8. Kerajaan Cirebon dan Banten
Pada awal masa perkembangan Islam di Pulau Jawa, Cirebon dan Banten merupakan bagian dari wilayah kekuasaan Kerajaan Pajajaran, kerajaan Hindu terakhir di Pulau Jawa. Kehadiran Syarif Hidayatullah yang lebih dikenal dengan sebutan Sunan Gunung Jati di Cirebon perlahan mengubah agama dan kebudayaan masyarakat yang tinggal di sana. Hingga akhirnya, pada masa Kerajaan Demak, Sunan Gunung Jati memisahkan Cirebon dari Kerajaan Pajajaran dan menyatakan Cirebon sebagai wilayah bagian dari kekuasaan Demak.
Cirebon bersal dari kata caruban yang berarti campuran. Masyarakat Cirebon diperkirakan merupakan campuran dari para pedagang setempat dengan para pedagang Cina yang telah memeluk Islam.
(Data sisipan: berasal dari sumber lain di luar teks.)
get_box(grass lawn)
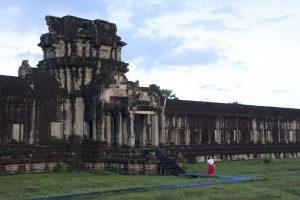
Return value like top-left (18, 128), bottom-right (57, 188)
top-left (0, 158), bottom-right (300, 200)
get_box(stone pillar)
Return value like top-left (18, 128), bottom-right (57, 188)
top-left (122, 117), bottom-right (128, 145)
top-left (141, 115), bottom-right (149, 146)
top-left (152, 114), bottom-right (159, 146)
top-left (74, 98), bottom-right (84, 137)
top-left (159, 114), bottom-right (166, 144)
top-left (100, 112), bottom-right (106, 141)
top-left (105, 113), bottom-right (111, 146)
top-left (117, 112), bottom-right (123, 145)
top-left (250, 119), bottom-right (257, 143)
top-left (128, 111), bottom-right (135, 147)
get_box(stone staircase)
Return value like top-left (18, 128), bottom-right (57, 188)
top-left (155, 149), bottom-right (185, 176)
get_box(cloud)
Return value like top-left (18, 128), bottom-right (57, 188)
top-left (158, 48), bottom-right (220, 66)
top-left (211, 6), bottom-right (244, 19)
top-left (254, 14), bottom-right (294, 24)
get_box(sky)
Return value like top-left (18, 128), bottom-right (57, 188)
top-left (0, 0), bottom-right (300, 108)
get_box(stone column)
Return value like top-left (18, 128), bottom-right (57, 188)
top-left (100, 112), bottom-right (106, 141)
top-left (29, 101), bottom-right (36, 144)
top-left (128, 111), bottom-right (135, 147)
top-left (105, 113), bottom-right (111, 146)
top-left (159, 114), bottom-right (166, 144)
top-left (122, 117), bottom-right (128, 145)
top-left (152, 114), bottom-right (158, 146)
top-left (141, 115), bottom-right (149, 146)
top-left (117, 112), bottom-right (123, 145)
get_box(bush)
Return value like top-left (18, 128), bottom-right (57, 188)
top-left (52, 164), bottom-right (74, 173)
top-left (263, 156), bottom-right (273, 164)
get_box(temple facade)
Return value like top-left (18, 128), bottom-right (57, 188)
top-left (0, 16), bottom-right (300, 147)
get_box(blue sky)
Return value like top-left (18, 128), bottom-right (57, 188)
top-left (0, 0), bottom-right (300, 108)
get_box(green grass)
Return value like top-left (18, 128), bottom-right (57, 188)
top-left (0, 158), bottom-right (300, 200)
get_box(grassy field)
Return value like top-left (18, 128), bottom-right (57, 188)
top-left (0, 158), bottom-right (300, 200)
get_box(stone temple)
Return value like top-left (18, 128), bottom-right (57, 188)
top-left (0, 16), bottom-right (300, 175)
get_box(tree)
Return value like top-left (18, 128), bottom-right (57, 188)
top-left (160, 89), bottom-right (179, 100)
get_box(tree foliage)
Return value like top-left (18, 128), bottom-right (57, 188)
top-left (160, 89), bottom-right (178, 100)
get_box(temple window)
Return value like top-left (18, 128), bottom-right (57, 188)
top-left (50, 122), bottom-right (62, 139)
top-left (12, 124), bottom-right (24, 142)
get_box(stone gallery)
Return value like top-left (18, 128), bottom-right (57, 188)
top-left (0, 16), bottom-right (300, 174)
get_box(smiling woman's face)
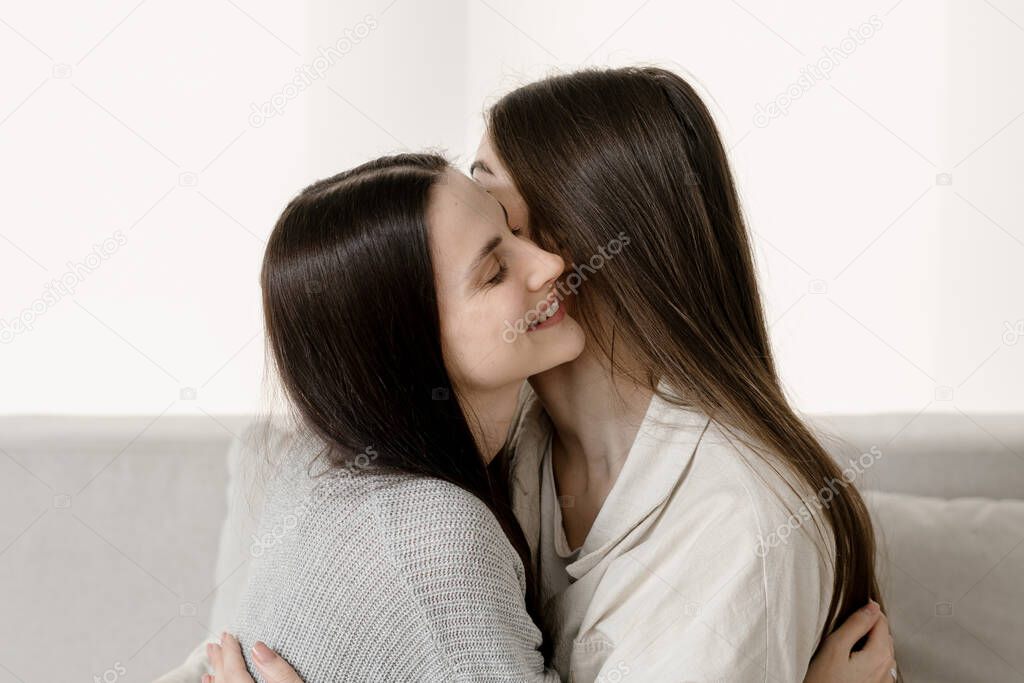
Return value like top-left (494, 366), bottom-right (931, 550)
top-left (470, 132), bottom-right (577, 327)
top-left (427, 169), bottom-right (584, 393)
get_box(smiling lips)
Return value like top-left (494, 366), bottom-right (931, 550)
top-left (526, 299), bottom-right (565, 332)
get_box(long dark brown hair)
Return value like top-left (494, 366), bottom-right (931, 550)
top-left (487, 68), bottom-right (881, 643)
top-left (260, 154), bottom-right (548, 654)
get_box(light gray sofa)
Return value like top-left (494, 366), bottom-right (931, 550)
top-left (0, 412), bottom-right (1024, 683)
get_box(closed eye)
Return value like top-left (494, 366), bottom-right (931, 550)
top-left (487, 261), bottom-right (509, 287)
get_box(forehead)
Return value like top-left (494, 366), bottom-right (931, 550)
top-left (427, 169), bottom-right (500, 269)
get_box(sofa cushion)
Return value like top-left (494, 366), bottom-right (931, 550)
top-left (864, 492), bottom-right (1024, 683)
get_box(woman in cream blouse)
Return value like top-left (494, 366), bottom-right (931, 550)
top-left (203, 69), bottom-right (899, 683)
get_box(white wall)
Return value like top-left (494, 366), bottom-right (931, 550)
top-left (0, 0), bottom-right (1024, 415)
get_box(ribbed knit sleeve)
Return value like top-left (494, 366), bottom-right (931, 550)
top-left (236, 464), bottom-right (558, 683)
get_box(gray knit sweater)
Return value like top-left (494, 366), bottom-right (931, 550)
top-left (233, 446), bottom-right (558, 683)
Menurut buku Sejarah Banten, satu rombongan keluarga Cina telah mendarat dan menetap di Gresik. Kemudian mereka memeluk agama Islam. Satu di antara mereka bernama Cu-cu dan lebih dikenal dengan sebutan Arya Sumangsang atau Prabu Anom. Keluarga Cucu dapat mencapai kedudukan dan kehormatan tinggal di Kesultanan Demak dan mendapat kepercayaan untuk mendirikan perkampungan di daerah Barat. Atas ketekunannya, mereka berhasil membangun perkampungan yang disebut Cirebon.
Dasar-dasar pembentukkan Kesultanan Banten telah dirintis oleh Nurullah pada tahun 1525 atas persetujuan Sultan Demak. Nurullah adalah seorang muslim yang saleh dan cakap dalam bidang politik sehingga diharpkan dapat membendung pengaruh Portugis. Pada tahun 1522, Portugis telah menandatangi persetujuan dengan Pakuan Pajajaran untuk mendirikan benteng di Sunda Kelapa. Namun sebelum maksud Portugis dilaksanakan, Nurullah telah merebut Sunda Kelapa dari Pajajaran pada tahun 1527. Atas kemenangannya itu, Nurullah diberi gelar Fatahillah (Kemenangan Allah) oleh Sultan Trenggon. Di samping itu, nama Sunda Kelapa diganti dengan Jayakarta.